The bot’s core logic doesn’t know anything about specific sources — it iterates registered plugins, finds one that can handle the URL, and delegates. Adding a new source means writing a new plugin class and registering it. No core modifications required.
Multi-User Access Control
The original bot had no access control — anyone who found it could use it. WZML-X has a layered permission model:
- Owner: Full access, can manage users
- Sudo users: Admin-level access, defined in config
- Authorized users/chats: Can use the bot
- Trial users: Limited operations, time-gated access
Permissions are checked at the command handler level. The authorization layer is middleware that wraps every command handler.
Configuration Management
Configuration is now a Pydantic settings model loaded from environment variables or a .env file. Every field has a type, a default, and a description. Configuration errors are caught at startup with a clear error message rather than a cryptic KeyError at runtime.

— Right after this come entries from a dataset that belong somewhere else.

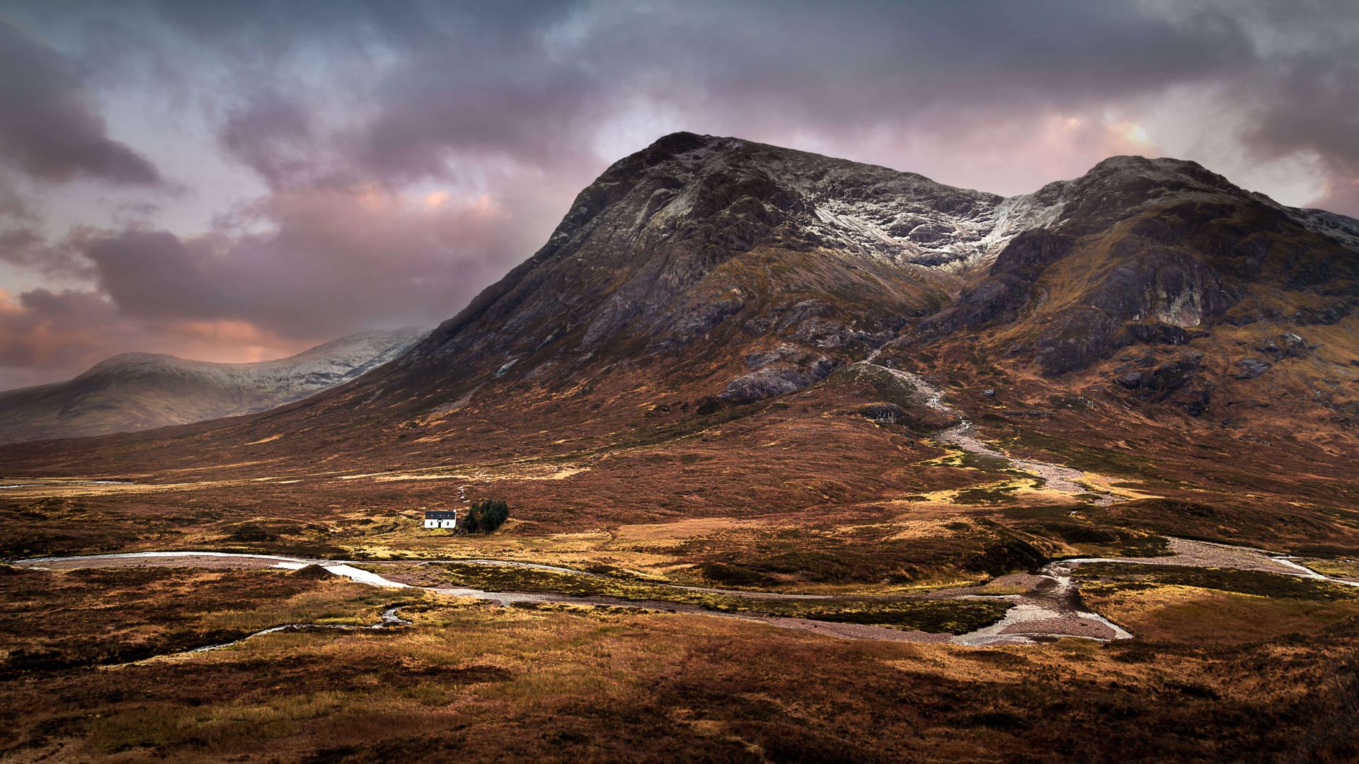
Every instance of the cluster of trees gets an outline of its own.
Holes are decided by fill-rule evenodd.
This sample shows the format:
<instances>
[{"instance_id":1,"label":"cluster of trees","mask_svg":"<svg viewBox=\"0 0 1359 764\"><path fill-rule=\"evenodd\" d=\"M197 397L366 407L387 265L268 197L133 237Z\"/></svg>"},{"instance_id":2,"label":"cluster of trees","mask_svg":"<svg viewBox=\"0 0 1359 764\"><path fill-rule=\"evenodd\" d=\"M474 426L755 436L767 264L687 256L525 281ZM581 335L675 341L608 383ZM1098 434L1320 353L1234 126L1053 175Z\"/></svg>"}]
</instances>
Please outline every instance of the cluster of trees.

This makes WZML-X much easier to deploy: copy the example env file, fill in your tokens, run docker-compose up. Done.
Docker Deployment
The entire stack runs in Docker: the bot process, Redis for the task queue, and optionally a web dashboard. The docker-compose.yml is the primary deployment artifact. On a fresh VPS:
git clone https://github.com/SilentDemonSD/WZML-X
cp .env.example .env
# edit .env with your tokens
docker-compose up -d
That’s it. Updates are git pull && docker-compose up -d --build.
What I Learned
Async Python is powerful but requires discipline. asyncio makes concurrency easy but debugging deadlocks and exception propagation requires careful design. The task queue isolates failures: a crashed worker doesn’t bring down the whole bot.
Plugin systems pay off slowly, then all at once. The first three plugins were more work than just hardcoding them. By plugin ten, the pattern was paying dividends.
Redis is the right choice for a Telegram bot task queue. It’s fast, the data structures map naturally to queue semantics, and persistence is handled automatically.
WZML-X has over 1,000 stars on GitHub and is actively used by a community of self-hosters. The issues tracker is the best source of feature ideas — users are creative about what they want to automate.